At least in the short term, this should go a long way toward calming things down in Baltimore and in the other cities where protests have popped up this week, including New York City, Washington, D.C., and Philadelphia. To a large degree, it was the perception that the case was being swept under the rug that was driving the protests to begin with, and now that charges have been brought. At the same time, though, it’s worth noting that, as with the cases of Michael Brown, Eric Garner, Tamir Rice, and Walter Scott, the issues raised by the death of Freddie Gray go beyond one single case and one single police department.
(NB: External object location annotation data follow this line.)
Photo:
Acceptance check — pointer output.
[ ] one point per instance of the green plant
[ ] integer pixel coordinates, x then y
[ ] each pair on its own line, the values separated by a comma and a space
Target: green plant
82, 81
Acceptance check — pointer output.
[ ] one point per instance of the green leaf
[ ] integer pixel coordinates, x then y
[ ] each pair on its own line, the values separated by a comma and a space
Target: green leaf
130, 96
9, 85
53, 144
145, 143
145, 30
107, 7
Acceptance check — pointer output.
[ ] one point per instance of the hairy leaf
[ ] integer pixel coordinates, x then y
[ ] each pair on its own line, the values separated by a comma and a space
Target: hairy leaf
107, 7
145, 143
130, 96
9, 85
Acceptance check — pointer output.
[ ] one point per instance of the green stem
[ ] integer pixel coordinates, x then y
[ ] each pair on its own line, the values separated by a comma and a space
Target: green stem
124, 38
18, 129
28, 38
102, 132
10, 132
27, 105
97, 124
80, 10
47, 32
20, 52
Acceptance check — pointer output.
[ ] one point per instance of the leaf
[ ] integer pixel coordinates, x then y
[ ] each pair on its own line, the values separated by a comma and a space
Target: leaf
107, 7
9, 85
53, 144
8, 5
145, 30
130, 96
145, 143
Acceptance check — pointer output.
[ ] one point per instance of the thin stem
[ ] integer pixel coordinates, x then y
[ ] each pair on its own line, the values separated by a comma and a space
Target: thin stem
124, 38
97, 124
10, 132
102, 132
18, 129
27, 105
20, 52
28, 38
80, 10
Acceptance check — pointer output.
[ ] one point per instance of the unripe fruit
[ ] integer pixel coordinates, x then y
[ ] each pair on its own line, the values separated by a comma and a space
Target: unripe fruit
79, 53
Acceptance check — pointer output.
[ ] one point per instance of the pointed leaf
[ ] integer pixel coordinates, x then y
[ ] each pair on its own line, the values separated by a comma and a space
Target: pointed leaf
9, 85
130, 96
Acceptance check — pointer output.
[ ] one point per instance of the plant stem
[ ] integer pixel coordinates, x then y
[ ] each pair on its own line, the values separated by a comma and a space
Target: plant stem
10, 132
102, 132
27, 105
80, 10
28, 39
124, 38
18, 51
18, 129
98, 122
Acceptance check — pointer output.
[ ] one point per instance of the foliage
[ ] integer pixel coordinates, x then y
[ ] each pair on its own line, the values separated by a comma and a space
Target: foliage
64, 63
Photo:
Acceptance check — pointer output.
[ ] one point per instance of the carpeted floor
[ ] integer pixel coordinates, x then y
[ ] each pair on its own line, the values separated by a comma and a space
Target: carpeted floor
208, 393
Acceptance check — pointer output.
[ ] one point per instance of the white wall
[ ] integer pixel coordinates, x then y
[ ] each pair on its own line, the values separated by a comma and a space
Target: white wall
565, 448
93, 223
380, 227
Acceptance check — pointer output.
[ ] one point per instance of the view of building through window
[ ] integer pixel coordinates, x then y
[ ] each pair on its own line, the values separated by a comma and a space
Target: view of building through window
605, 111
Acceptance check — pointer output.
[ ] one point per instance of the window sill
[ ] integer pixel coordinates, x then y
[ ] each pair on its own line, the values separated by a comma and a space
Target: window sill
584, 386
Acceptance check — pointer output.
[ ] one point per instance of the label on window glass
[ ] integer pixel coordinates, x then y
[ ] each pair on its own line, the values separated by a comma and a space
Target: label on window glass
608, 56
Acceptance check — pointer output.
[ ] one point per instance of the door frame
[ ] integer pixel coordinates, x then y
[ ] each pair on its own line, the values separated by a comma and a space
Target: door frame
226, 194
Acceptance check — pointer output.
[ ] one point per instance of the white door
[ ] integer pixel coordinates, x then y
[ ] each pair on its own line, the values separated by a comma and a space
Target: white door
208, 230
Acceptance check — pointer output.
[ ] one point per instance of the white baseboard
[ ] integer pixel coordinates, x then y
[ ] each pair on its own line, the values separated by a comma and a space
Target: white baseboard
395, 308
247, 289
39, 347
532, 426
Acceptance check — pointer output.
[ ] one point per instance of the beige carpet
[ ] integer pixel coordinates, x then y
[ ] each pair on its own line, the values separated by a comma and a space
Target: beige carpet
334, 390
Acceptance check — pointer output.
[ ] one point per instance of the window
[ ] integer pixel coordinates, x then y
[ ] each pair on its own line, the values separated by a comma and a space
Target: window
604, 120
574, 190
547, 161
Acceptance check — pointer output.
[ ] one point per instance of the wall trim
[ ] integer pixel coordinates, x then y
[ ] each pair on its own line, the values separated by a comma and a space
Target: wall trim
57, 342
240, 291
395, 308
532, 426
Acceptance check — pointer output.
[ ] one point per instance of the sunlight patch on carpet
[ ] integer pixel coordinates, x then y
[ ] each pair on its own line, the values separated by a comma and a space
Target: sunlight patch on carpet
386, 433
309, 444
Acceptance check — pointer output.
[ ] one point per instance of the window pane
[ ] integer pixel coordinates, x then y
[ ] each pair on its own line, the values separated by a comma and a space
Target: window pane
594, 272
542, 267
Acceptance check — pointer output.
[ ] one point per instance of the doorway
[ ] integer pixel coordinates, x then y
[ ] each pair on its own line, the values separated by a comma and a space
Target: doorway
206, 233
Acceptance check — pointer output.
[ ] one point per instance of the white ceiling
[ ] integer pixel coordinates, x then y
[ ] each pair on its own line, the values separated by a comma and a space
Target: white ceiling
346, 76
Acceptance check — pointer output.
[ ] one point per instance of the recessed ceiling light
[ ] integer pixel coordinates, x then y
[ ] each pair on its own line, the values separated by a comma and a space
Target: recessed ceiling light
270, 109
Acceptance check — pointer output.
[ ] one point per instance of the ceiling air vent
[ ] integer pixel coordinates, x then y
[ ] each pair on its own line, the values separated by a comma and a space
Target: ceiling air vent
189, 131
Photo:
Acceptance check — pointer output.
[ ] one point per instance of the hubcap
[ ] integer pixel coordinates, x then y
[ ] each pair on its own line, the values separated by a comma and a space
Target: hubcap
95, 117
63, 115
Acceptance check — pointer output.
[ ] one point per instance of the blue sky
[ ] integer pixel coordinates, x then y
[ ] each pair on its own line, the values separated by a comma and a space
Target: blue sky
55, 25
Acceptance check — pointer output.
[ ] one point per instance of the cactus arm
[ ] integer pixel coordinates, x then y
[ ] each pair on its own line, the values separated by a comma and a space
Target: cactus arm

The perception among African-Americans at all income levels that they are treated differently by police is one that is based in reality, and it’s something that ought to be taken seriously rather than dismissed, which as Conor Friedersdorf points out today, is the way that many conservatives seem to treat the entire issue of police abuse. Additionally, while nothing can justify the rioting that took place in Baltimore on Monday, the reality of what people who live in inner city areas like Baltimore’s is something that America rarely pays attention to until something like this happens. The conditions that led to what happened in Baltimore exist in many parts of the country, all that’s waiting is a spark to set them off. We can either figure out how to deal with those problems now, or deal with those problems when the explode in violence.
In any case, the State’s Attorney has acted appropriately in this matter. Now, we should let the legal system do what it is designed to do.